Пришлось туда ехать и ждать, пока он откроет мне дверь, так как своих ключей у меня не было. Достаточно приятный на вид молодой человек, лет на десять моложе Ретты. Речь спокойная, даже любезная. Хорошие манеры. Заметно неплохое воспитание, хотя я не слышала ни о каких Форсайтах в Плантейшне. Вероятно, откуда-то приехал. С Юга или с Севера. Не исключено, что из Нового Орлеана или еще дальше — из Арканзаса. Говорит, как один из нас. Чувствуется мягкость и все такое…

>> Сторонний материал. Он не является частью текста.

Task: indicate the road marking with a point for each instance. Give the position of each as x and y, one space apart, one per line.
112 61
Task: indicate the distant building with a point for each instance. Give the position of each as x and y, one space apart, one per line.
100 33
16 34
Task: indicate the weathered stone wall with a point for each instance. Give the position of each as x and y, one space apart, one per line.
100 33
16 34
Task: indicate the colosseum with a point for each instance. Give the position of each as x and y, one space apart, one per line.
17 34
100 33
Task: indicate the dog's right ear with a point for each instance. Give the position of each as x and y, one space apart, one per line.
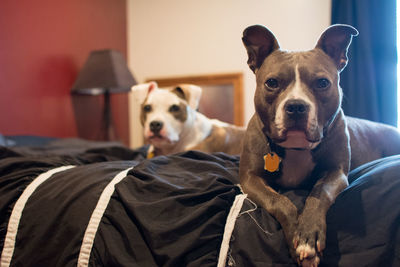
141 91
259 43
190 92
335 42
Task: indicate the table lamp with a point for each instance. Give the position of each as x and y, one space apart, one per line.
104 72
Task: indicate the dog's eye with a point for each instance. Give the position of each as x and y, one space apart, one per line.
174 108
147 108
322 83
272 83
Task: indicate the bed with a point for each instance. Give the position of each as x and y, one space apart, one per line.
73 202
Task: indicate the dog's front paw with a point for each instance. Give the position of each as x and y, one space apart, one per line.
310 262
309 240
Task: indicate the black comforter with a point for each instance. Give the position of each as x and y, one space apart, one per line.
77 203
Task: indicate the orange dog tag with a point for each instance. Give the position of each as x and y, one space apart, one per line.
272 161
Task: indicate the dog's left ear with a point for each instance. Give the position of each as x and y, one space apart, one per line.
259 43
335 42
191 93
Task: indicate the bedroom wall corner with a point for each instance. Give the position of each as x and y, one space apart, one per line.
43 46
186 38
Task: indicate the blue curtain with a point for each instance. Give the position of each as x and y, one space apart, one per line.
369 81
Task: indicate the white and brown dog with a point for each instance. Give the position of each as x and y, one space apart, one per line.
172 123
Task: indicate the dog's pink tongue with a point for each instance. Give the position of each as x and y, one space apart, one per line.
296 139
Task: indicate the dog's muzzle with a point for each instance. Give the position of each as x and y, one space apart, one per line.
156 126
296 109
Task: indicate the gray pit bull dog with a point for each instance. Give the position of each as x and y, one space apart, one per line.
299 136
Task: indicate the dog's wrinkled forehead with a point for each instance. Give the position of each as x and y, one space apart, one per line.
309 64
164 98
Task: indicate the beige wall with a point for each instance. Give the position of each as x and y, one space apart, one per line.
188 37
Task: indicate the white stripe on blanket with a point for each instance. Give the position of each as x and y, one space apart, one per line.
13 224
229 226
91 230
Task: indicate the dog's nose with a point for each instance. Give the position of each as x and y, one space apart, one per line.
296 107
156 126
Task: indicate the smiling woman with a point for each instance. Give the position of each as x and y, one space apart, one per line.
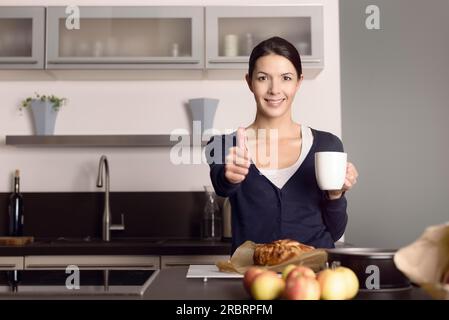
267 192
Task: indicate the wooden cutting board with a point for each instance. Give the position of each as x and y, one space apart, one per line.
15 241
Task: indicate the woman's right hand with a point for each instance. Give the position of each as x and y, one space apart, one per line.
238 159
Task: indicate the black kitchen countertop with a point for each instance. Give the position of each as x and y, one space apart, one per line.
118 246
172 284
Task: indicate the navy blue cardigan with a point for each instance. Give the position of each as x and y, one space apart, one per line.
261 212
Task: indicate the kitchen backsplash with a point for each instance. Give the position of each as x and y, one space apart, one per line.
79 214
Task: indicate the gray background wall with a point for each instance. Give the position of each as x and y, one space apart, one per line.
395 113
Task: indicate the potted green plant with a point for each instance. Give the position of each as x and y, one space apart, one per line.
44 109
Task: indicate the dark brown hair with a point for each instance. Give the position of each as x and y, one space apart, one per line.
275 45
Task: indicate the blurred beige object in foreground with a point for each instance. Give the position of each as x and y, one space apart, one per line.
426 261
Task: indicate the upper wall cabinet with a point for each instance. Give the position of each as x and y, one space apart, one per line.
125 38
22 34
232 32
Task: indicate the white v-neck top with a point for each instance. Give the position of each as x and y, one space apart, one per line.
280 176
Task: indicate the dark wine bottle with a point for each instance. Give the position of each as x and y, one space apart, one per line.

Сиявшее над ореховым деревом солнце вытравило на белом небе все голубое — и на тысячи миль ни одного облачка. Такое небо теперь навсегда, подумала Джейн.
Ворона растопырила крылья и встряхнулась.
Она тоже так считает. Летала там наверху и все поняла. Добрая, старая ворона. Словно знает, о чем письмо, и явилась скорбеть со мной.
Джейн стала читать дальше.
Она лежала на кровати — Лоретта — поверх чего-то голубого — ее любимый цвет, как и твой. Все известные мне женщины семьи Терри обожали голубое. Наверное, дело в цвете глаз или чем-то подобном.
— У меня зеленые глаза, мама, — произнесла Джейн вслух. — Ну, да ладно.
Я сидела с ней одна — пять часов. Совсем одна. Встала только раз — поправить ей подол и снять с нее туфли.
Она так любила хорошую обувь и наряды — Лоретта. Ты же помнишь. Все эти платья и вся эта косметика — бесконечные прически и таблетки. И ее квартира — со всякими там финтифлюшками. И все ее тайные поездки в Новый Орлеан — будто мы о них ничего не знали.
А теперь — этот молодой человек. И сколько их было еще? Помнится, я как-то ей сказала: «Ретта, дорогая, я тебя не понимаю». Разговор происходил то ли два, то ли три, может даже четыре, года назад. Вот тогда я ей это сказала. А чего еще ждать от любящей матери, если ее девочка стала чужой — ничего общего с тем, как ее воспитывали и где она выросла.
И я ей сказала — так и сказала: «Мое дорогое дитя, — столько всякой обуви, а все равно несчастна».
Ни разу в жизни, ни единого разочка она не испытала счастья, сколько бы ни тешила себя этими тряпками и прочей мишурой. Никогда.
Так оно и было, Джейн прекрасно это знала.
А за несколько дней, может быть, за неделю, точно не помню, до того, как она взяла да и умерла, я ей сказала: «Радость моя, посмотри на себя, только посмотри: сорок лет, а худющая как палка — моришь себя голодом, не даешь себе даже переваривать пищу, запихивая в горло зубную щетку, гробишь себя чрезмерной худобой. Ради чего?